Debugging and monitoring a SOA
Properties of a service-oriented architecture which are often stated to be essential are flexibility and easy adaptation to changing businesses. These properties can be found on a high level. By using a tool to model business processes one can acquire a lot of flexibility. You can, for instance, model a business process in the Mendix Business Modeler and, assuming the services you need to use already exist, deploy this process on the Mendix Application Server in a few clicks.
Sounds easy! But the realist among us will have some reservations. How do we check whether our orchestration is correct or not?
This is a legitimate question, as on a more technical level we have to deal with an asynchronous distributed system. A serious challenge in such a system is the detection of stable properties like deadlocks or terminations. To debug and monitor asynchronous distributed systems we need to have some clue about a global state. In a centralized system with one processor the determination of the global state is trivial. The processor can simply inspect the contents of its memory or the application the values of its variables. If you have ever used an IDE, for example Eclipse, to debug an application, you are familiar with the convenient debug method of these environments: just add some breakpoints and check the contents of every variable within the application at every desired moment. Unfortunately, for a distributed system this is not that easy.
Global states in asynchronous, distributed systems
When trying to determine the global state of an asynchronous system, two main problems can be distinguished. First, just sending each process (i.e. each autonomous service) a
message telling to record their own local states won't work, because there is no way of synchronizing these recordings. Second, messages in transit can exist that should be
included in the state. By state the joint states of all processes and all communication channels in the system is meant. The state of a process can be defined as the contents of (a part of) its memory, and the state of a channel must be some subsequence of the sequence of messages sent along it.

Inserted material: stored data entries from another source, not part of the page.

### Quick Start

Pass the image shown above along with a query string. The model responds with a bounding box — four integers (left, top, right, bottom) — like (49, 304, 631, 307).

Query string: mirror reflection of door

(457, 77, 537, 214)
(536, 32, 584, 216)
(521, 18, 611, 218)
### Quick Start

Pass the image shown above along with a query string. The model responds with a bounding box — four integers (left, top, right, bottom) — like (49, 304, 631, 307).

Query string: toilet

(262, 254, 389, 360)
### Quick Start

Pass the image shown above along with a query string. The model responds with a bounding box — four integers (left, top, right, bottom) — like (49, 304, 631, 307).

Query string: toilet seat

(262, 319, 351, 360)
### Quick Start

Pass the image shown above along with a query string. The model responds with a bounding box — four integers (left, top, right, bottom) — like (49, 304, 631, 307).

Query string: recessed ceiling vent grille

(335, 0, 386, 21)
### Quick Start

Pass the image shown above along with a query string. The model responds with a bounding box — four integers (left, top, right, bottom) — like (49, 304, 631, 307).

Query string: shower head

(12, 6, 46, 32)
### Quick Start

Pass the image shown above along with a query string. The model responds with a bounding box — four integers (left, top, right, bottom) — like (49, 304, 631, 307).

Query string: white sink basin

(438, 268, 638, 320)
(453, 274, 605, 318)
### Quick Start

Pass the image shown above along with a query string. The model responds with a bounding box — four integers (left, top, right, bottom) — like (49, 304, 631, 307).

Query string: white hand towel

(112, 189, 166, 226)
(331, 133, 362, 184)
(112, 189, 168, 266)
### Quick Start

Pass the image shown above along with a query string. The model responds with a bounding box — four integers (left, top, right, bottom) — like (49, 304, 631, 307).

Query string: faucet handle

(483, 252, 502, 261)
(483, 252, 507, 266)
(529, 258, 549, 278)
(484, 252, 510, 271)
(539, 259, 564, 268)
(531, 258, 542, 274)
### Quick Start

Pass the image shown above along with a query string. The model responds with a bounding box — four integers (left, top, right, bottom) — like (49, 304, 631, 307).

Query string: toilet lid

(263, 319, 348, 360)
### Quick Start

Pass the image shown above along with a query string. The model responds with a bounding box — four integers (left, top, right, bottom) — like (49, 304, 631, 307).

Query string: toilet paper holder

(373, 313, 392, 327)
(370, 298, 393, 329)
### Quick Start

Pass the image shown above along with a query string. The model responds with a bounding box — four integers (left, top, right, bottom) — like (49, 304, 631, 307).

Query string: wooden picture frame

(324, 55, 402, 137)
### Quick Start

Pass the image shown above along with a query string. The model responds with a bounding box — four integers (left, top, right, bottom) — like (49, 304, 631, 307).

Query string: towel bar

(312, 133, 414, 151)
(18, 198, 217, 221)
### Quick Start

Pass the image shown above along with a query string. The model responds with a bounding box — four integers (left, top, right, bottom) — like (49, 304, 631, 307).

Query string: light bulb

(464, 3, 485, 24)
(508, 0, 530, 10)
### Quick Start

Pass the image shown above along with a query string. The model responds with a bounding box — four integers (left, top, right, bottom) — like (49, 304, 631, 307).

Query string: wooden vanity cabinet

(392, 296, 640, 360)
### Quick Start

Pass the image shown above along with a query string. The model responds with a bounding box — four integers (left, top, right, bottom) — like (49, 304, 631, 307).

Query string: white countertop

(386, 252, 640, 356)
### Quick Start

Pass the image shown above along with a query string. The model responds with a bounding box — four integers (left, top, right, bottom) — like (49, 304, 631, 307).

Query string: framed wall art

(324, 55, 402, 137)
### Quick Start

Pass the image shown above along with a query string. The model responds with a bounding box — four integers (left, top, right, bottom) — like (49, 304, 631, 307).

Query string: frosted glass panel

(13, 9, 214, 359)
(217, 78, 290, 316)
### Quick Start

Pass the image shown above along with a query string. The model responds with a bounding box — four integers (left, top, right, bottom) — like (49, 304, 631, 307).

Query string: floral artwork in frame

For instance, consider two bank accounts, P1 and P2. P1 transfers money to P2, as depicted in figure 1. Each number is a money transfer of that amount from P1 to P2. If P1 record its own state after the sending of 78, 759 and 23, and P2 record its own state after the receive of 78, the state of the channel is [23, 759].
Figure 1 – Example bank accounts
This example shows the state of a channel should be defined as the sequence of messages still in the pipeline, i.e. the messages already sent by P1, but not yet received by P2. Scientific research has proved determining a state an asynchronous system has actually been in is too difficult. Chandy and Lamport, however, have designed an algorithm which can find a global state the system might have been in [1].
Chandy and Lamport algorithm
The idea of the algorithm is as follows. We model each process as a node in a graph. The directed edges in this graph are the unidirectional channels between the processes. An example can be found in figure 2. We assume that every process is connected to every other process and that the channels are FIFO.
Figure 2 – Graph model used in algorithm
Each process can start the algorithm when it would like to record the global state. A process starting the algorithm first records its own local state and subsequently sends a special message, a marker, along every outgoing channel. If a process receives a marker along a channel it records the state of that channel as empty and records its own local state. Next, the process sends a marker along every outgoing channel notifying the other processes. The process also creates a buffer for each of its incoming channels (except for the one along which the marker is received). Every message the process receive along a channel is entered into the corresponding buffer. If a process receives a marker while its own state has already been recorded, the state of that channel is recorded as the sequence of messages in the corresponding buffer. A process is ready with its part of the algorithm when it has received a marker along every incoming channel. The algorithm is ready when every process is ready.
In pseudo-code it looks like this [2]:
I. Spontaneously recording a processor´s state
record_and_send_markers:
record local state
loc_state_recorder = true
for every outgoing channel c dosend marker along c
for every incoming channel c do
create message buffer Bc
II. Receiving a marker along a channel
upon receipt of marker along channel c do
if (not loc_state_recorded) then
record state of c as empty
record_and_send_markers
else
record state of c as contents of Bc
III. Receiving a message along a channel
upon receipt of m along channel c do
append m to Bc
A full description of the algorithm in the original work of Chandy and Lamport [1] can be found here
Conclusion
As the previous section showed, determining the global state of an asynchronous distributed system is not trivial, but can be very useful to get a lot more insight in the system. In fact, debugging or monitoring an asynchronous distributed system like a service-oriented architecture without an algorithm as that of Chandy and Lamport is not possible. Of course the used middleware can help in solving parts of the problem, but the messages in transit should not be forgotten. Moreover, the middleware itself can also well be a distributed system (otherwise it could easily become a bottleneck). Conclusion: As software architects and engineers we will always have some nice challenges.
[1] K. Mani Chandy, Leslie Lamport, Distributed Snapshots: Determining Global States of Distributed Systems. ACM Transactions on Computer Systems, Vol. 3, No. 1, February 1985, Pages 63-75.
[2] D.H.J. Epema, Distributed Algorithms, Parallel and Distributed Systems Group
Faculty of Electrical Engineering, Mathematics, and Computer Science. Delft University of Technology the Netherlands, december 2005.